The situation is illustrative of “just how farcical all the complicated campaign finance and lobbying rules and regulations really are.”

Well, your dander is conveniently raised, Mr. Toensing. I presume you’re just as outraged when conservative causes and businesses pump hundreds of millions into SuperPACs?

Nnnnehh, didn’t think so.

Back to the Bailey Do. It’ll be interesting to see what happens in the next legislative session when VPIRG pushes its chosen issue of the year — campaign finance reform, including bans on corporate and lobbyist contributions to candidates.

Because the Democrats are fond of complaining about the influence of money in politics… except when it benefits them. And the Bailey Do is perfectly legal… within a system that desperately needs a makeover and new limits on what’s “perfectly legal.”
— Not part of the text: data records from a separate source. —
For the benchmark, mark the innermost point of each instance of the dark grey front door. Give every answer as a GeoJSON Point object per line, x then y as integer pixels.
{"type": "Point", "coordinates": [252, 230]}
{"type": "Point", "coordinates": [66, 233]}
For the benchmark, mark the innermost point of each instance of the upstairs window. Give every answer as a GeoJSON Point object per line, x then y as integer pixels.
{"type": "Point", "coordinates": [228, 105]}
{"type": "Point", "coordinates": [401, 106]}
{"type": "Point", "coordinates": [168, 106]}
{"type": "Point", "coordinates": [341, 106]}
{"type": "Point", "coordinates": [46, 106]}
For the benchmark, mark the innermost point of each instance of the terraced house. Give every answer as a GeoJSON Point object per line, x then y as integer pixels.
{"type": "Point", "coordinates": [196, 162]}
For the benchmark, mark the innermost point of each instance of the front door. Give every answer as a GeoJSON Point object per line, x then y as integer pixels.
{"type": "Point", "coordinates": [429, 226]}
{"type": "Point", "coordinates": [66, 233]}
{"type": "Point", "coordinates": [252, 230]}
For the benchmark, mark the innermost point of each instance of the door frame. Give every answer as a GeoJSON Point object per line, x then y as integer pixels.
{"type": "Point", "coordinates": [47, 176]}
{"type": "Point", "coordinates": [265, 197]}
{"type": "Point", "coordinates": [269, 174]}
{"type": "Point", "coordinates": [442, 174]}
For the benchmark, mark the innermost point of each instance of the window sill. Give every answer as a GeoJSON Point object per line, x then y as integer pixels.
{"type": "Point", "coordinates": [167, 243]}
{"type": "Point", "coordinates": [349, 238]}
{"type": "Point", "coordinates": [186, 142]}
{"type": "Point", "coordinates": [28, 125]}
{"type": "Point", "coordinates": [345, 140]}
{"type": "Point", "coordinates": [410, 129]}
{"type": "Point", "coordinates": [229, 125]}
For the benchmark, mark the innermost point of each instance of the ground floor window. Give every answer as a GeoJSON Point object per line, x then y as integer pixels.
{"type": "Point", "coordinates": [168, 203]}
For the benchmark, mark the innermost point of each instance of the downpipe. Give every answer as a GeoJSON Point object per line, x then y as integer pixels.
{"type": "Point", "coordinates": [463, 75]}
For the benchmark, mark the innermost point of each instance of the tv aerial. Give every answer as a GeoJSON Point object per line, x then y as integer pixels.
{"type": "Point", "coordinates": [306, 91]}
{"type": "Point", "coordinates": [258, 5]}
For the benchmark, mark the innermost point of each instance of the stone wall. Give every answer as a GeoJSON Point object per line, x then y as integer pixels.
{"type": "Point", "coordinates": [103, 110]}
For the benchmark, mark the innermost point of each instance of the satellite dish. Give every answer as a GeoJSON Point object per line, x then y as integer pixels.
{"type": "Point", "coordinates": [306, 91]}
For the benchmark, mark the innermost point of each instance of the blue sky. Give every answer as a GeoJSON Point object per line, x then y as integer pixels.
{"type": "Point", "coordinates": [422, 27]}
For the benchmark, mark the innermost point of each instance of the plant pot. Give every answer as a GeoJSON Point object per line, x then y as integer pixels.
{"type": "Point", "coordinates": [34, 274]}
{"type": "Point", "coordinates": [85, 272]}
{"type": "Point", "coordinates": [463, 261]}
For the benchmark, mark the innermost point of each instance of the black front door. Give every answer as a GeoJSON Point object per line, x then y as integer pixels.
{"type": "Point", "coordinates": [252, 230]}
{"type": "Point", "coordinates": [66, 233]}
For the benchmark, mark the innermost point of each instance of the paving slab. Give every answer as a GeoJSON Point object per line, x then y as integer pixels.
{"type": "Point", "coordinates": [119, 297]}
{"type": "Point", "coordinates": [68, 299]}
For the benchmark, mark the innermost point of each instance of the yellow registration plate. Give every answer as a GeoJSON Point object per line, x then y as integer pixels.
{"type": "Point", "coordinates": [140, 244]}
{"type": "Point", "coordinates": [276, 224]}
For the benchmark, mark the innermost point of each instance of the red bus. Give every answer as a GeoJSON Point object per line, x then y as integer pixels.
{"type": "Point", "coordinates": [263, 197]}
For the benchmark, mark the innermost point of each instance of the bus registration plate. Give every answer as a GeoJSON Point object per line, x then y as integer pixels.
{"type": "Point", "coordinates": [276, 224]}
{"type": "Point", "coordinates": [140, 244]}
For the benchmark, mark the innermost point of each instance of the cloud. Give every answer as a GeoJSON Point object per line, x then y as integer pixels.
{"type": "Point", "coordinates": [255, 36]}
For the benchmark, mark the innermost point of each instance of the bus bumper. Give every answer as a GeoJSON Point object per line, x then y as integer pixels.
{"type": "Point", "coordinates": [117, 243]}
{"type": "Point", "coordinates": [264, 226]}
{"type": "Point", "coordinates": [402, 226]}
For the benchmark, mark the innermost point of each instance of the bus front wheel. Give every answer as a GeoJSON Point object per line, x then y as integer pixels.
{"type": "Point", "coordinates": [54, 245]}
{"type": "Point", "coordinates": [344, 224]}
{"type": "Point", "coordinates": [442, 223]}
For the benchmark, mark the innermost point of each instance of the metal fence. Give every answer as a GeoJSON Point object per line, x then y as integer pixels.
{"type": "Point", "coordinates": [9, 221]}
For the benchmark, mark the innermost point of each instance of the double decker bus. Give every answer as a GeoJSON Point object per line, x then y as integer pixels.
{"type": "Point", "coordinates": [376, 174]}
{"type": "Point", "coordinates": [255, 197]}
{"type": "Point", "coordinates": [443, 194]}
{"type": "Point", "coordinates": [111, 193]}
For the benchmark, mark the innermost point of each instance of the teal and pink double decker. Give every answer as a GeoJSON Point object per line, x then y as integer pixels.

Bailey and Stannard did their best to justify a system that works for them because the Democrats rule our roost. And Toensing is Shocked, Shocked because his party is on the short end of this particular stick. If he was able to attract the attention of the Golden Dome’s power brokers, I’m sure he’d be fine with their exercise of constitutional rights as expressed in generous check-writing.

I don’t really think that backroom deals will be made chez Bailey. No real corruption. But it looks and smells bad. It’s the kind of thing that makes people feel shut out of the process, and give up on trying to influence their officeholders.

Besides, why the Hell does Shumlin need more loot?

So, maybe health care reform is working?

For those of us who practice compassionate liberalism (which is actually a thing, unlike compassionate conservatism), the primary reason for health care reform is to ensure that everyone can access the services they need. But reform isn’t going to work unless it meets another goal: containing the costs of health care, which were out of control under the old system.

And here’s some good news on the green-eyeshade front, courtesy of VPR:

Vermont’s 14 hospitals have submitted budgets for the fiscal year starting Oct. 1 that increase by just 2.6 percent over the current year’s budgets, the smallest annual increase for the Vermont health care delivery system in four decades.

… The 2.6 percent inflation figure follows on the heels of a 2.7 percent jump in the current year. Taken together, the performance of the hospital system should be considered a positive augury in the coming debate over Gov. Peter Shumlin’s single-payer reform initiative.

Kudos to VPR’s Hamilton Davis for slipping “positive augury” into his script. Few radio reporters would dare so much.

Anyway, yeah, two consecutive years of low cost increases for Vermont hospitals. In fact, as Davis reports, those increases are roughly one-third the rate of increase since the year 2000. And this year’s figures came in under the Green Mountain Care Board’s target of 3 percent. GMCB chair Al Gobeille pronounced himself “very pleased” with the submissions.

It’s still early days in health care reform, but something is obviously working. And this is a “positive augury” because state law requires the government to demonstrate an ability to control costs in order for Governor Shumlin’s single-payer health plan to go forward. So far, so good.